Because this is America.

Now if only the original owner of this brain could know where it ended up.

A Pennsylvania man was charged Thursday after police say he used a brain believed to be a teaching specimen to smoke marijuana.

State police in Carlisle charged 26-year-old Joshua Lee Long with abuse of a corpse and conspiracy.

They say he used the formaldehyde preserving the brain, which he nicknamed "Freddy," to soak his joints, a method that gives users a more intense, but far riskier high, according to PennLive.com.

This undated photo provided by the Cumberland County Prison in Carlisle, Pa., shows Joshua Lee Long.

Carlisle police told the outlet while they've heard of people using the chemical as a drug, the brain is a first.

"Every day there's something new and bizarre," Cpl. Bryan Henneman said.

Fox43 reports that Long's aunt found the organ in a Walmart bag under the front porch of her sister's trailer on June 21.

Both her sister, Angela Micklo, and another man, Robby Zoller, have been on the run for over a month, wanted for their roles in several burglaries, according to the outlet.

"Every day there's something new and bizarre."

Long himself is already in prison on multiple burglary charges, and admitted in a phone call with his aunt that he had the brain and was using the formaldehyde to get high, according to court documents obtained by WGAL.

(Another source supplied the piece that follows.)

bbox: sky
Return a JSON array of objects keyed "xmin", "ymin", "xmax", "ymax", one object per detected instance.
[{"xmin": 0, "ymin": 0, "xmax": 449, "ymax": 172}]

Henneman told PennLive.com that cops are searching for the organ's owner, saying it was a specimen that was "obviously stolen."

Not a new phenomenon

Smoking joints or cigarettes soaked in embalming fluid is becoming more popular with teenagers and young adults, according to ABC.

The fluid is a mix of formaldehyde, methanol, ethanol and other substances, one Pennsylvania probation officer told ABC. It is often combined with the drug phenylcyclidine (PCP), which itself has been nicknamed embalming fluid.

"What they're getting is often PCP, but the idea of embalming fluid appeals to people's morbid curiosity about death," New York University School of Medicine's Julie Holland told the outlet.

"There's a certain gothic appeal to it."